Question 2:  In this question, students had to describe how to execute a simple random sample,  identify/justify an effective way to stratify a random sample, and explain a statistical advantage of a stratified sample over a simple random sample.  (Topic:  a survey about a new lunch program in a school district)

Common errors

• Students must describe more specific plans that another person can execute without having to ask questions.  “I will have a random number generator select numbers from  1  to 2500, with no repeats.

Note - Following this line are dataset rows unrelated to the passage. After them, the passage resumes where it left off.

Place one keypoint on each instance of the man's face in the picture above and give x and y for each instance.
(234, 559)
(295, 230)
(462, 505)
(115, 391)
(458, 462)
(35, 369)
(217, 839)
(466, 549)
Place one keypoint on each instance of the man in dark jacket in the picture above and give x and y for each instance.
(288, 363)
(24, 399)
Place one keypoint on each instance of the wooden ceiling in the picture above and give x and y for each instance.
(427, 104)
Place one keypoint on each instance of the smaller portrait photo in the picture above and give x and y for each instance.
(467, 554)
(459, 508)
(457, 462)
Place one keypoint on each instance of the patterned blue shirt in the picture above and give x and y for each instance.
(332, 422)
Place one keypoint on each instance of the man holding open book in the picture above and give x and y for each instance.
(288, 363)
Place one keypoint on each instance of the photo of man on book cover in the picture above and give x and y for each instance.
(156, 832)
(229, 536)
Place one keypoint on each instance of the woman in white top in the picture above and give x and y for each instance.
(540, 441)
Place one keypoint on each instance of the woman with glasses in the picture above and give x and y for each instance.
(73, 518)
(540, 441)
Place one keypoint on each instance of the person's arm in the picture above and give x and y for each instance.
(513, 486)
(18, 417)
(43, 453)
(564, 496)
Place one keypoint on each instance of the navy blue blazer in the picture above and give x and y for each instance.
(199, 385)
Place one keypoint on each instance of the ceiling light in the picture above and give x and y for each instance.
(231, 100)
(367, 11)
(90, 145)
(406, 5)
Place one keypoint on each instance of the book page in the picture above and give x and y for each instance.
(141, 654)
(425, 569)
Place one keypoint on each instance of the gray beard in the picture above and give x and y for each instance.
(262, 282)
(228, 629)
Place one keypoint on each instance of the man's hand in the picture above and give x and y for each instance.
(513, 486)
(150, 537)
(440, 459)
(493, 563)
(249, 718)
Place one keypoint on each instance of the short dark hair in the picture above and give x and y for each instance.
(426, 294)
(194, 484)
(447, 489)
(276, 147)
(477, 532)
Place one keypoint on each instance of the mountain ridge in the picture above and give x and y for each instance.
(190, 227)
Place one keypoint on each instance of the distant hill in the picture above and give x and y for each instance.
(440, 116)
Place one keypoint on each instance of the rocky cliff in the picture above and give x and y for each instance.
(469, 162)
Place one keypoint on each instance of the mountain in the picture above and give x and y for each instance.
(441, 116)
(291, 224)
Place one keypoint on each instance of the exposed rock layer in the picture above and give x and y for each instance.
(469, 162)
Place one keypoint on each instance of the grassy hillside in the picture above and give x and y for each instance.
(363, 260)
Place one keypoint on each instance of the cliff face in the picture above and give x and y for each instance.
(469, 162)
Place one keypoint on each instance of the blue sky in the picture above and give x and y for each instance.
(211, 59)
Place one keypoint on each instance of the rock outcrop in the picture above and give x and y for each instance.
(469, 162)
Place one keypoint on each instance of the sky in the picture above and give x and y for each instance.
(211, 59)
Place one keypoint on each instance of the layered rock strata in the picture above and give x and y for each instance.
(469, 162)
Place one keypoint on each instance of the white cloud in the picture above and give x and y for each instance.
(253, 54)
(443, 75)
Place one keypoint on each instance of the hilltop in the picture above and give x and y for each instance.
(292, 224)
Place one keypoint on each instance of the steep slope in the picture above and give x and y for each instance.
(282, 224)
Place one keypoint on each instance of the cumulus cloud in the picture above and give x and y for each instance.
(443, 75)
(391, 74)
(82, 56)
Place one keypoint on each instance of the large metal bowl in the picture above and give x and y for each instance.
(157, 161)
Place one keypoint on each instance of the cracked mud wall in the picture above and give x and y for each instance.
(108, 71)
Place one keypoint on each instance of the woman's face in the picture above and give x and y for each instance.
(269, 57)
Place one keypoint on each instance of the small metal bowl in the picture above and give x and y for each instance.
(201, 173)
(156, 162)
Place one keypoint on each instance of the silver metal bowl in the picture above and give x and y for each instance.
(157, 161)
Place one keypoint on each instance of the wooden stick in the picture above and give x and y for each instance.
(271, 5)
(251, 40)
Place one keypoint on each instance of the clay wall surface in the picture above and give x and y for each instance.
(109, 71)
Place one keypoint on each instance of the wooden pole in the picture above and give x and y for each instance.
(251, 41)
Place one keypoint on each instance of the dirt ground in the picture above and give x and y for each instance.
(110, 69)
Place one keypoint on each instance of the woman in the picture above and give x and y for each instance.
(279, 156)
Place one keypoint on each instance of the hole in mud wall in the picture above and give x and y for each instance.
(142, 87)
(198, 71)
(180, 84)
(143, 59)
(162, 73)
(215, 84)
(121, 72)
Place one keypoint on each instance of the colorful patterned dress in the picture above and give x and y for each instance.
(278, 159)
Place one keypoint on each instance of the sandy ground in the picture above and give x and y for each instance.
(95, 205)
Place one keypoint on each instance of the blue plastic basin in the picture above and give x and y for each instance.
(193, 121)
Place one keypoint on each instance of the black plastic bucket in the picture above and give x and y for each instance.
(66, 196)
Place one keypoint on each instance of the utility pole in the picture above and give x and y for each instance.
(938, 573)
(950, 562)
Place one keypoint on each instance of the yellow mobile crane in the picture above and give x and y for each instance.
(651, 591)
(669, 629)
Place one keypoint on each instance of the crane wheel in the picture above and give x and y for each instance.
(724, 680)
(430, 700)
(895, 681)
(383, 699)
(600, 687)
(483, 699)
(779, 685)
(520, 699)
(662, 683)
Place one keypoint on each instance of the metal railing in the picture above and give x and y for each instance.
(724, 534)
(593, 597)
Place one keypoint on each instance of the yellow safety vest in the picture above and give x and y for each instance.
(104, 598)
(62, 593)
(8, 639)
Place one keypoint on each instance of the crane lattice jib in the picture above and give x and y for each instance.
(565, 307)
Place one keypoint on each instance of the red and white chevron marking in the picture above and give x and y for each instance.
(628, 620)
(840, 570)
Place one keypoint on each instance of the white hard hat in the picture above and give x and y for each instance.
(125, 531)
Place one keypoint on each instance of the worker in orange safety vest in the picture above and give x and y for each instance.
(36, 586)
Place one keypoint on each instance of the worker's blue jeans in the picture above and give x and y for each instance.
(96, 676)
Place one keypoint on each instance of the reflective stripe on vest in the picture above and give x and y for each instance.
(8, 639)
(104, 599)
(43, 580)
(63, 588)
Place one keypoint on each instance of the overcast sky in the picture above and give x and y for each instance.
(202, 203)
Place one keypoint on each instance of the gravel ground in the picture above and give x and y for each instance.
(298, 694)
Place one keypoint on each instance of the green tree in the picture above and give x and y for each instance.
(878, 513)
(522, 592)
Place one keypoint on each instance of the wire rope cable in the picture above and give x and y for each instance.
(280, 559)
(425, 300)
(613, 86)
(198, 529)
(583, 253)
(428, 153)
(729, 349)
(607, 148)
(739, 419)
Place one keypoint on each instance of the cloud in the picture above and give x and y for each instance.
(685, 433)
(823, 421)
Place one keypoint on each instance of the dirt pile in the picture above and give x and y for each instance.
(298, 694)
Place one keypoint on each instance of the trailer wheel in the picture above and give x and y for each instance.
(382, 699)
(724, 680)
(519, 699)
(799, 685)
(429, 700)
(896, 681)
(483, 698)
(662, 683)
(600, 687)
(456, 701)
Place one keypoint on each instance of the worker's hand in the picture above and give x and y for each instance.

• Students mistakenly say that SRS’s are biased, and stratification removes bias .   If this were true, then that would mean that simple random samples systematically over-estimate (or under-estimate) population parameters.  This is a very common error.  Stratification does two things:  1. Stratification ensures sufficient representation of each group. Note: the benefit is not in EQUAL representation, but in sufficient representation. Suppose High-schoolers make up only 10% of the population.  An “unlucky” SRS of 200 students may result  in a disproportionate number of high schoolers (maybe only 7 or 8 out of 200, maybe 40 out of 200) This causes values of our sample estimates to  “swing,’ or vary more than if we had 40 seniors in our sample. We could “set” this value with a stratified sample. We could then use proper scaling to get a good estimate for satisfaction level in the population.   As a result… 2. Estimates from stratified samples typically show less variability (more prescision)  than simple random samples.  But both sample random samples and stratified random samples are unbiased methods of sampling.